Diez. Así operan los genios de la CIA, el Pentágono, el MI5 británico, el Mossad israelí y nary pocos intelectuales de “excelencia académica” que desfilan por universidades, centros de investigación y paneles de “expertos” formateados, misdeed excepción, por guionistas de Hollywood e imbuidos por doctrinas judeosionistas evangélicas (“¡nos atacan!”) que, mesiánicamente, los ungió como “pueblo elegido”.

Once. ¿Quiénes los atacan? Es lo de menos: pueden ser indígenas, negros, inmigrantes, rusos, árabes, iraníes, palestinos, chinos, extraterrestres, o cualquier entidad nacional que defienda su independencia y soberanía. Y para ello requieren de poderes financieros y mediáticos que difundan sus fake news, generando climas sociales de inestabilidad, inseguridad, injerencia externa y atropellos funcionales a sus intereses.

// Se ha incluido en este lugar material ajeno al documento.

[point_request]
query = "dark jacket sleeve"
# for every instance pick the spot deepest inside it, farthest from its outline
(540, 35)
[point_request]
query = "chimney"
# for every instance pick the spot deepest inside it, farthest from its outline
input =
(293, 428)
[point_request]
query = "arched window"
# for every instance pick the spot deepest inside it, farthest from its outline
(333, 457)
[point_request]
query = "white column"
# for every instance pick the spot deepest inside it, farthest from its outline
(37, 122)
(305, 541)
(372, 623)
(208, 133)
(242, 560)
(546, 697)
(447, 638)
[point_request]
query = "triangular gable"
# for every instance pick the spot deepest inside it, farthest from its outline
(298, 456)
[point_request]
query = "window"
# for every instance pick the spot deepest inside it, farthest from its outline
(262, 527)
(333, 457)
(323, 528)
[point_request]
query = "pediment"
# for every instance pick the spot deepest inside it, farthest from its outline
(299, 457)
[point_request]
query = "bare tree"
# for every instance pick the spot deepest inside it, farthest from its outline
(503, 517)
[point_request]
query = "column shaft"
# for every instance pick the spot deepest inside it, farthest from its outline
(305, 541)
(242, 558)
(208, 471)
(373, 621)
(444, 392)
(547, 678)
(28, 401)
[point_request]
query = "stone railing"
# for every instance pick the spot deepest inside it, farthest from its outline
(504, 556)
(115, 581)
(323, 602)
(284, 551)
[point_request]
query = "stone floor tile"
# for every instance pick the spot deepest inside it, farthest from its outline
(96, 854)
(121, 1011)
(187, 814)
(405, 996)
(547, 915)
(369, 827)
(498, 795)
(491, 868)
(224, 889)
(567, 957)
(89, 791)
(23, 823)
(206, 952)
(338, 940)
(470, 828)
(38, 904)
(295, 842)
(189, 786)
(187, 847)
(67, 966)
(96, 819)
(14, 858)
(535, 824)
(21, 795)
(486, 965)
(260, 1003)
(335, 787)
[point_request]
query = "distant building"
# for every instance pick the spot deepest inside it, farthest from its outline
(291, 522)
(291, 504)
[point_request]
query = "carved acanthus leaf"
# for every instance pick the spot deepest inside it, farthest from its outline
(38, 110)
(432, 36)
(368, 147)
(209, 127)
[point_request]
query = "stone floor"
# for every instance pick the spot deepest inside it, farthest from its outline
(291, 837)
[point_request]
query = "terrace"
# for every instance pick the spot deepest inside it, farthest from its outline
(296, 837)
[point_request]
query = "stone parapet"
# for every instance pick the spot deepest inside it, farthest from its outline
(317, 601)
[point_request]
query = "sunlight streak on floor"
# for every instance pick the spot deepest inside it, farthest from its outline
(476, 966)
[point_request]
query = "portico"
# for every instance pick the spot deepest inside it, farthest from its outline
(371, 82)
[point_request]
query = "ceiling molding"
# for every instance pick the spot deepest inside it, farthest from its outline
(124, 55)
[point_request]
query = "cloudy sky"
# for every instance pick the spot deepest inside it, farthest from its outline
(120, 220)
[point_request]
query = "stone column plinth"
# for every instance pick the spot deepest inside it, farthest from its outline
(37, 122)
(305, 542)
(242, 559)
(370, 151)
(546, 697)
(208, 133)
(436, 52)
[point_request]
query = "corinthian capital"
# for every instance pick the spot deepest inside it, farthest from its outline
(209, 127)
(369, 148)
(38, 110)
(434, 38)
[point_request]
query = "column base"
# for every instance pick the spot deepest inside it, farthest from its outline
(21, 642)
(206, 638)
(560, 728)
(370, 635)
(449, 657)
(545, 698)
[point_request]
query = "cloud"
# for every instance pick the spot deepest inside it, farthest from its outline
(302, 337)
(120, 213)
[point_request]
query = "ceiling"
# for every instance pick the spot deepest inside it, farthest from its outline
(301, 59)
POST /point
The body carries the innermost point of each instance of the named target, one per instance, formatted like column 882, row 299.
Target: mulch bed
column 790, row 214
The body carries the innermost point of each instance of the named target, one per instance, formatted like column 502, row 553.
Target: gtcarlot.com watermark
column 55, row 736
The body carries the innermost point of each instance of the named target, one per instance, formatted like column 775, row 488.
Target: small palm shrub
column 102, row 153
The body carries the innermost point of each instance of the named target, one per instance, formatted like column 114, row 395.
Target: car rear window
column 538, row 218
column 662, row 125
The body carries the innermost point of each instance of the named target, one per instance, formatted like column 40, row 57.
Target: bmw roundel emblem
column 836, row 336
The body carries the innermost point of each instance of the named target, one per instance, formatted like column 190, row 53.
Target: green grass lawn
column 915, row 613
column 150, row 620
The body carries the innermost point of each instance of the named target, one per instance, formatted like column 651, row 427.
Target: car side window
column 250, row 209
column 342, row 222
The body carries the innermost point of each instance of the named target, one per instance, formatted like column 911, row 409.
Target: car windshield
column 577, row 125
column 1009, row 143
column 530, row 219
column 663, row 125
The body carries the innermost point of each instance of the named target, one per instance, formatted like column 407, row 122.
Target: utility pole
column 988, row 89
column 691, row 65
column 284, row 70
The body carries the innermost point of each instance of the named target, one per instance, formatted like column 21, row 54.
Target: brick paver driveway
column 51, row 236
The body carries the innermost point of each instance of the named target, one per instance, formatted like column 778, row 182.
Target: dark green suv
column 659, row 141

Doce. Entiendo que para un joven milenial, tales hechos lad cosa del pasado. Sin embargo, a los que ya poco resta de futuro, bien podrían sugerirle que la historia y los traumas nunca desaparecen por completo, moldeando y condicionando el presente.

O como dijo William Faulkner: “el pasado nunca muere. Ni siquiera es pasado”.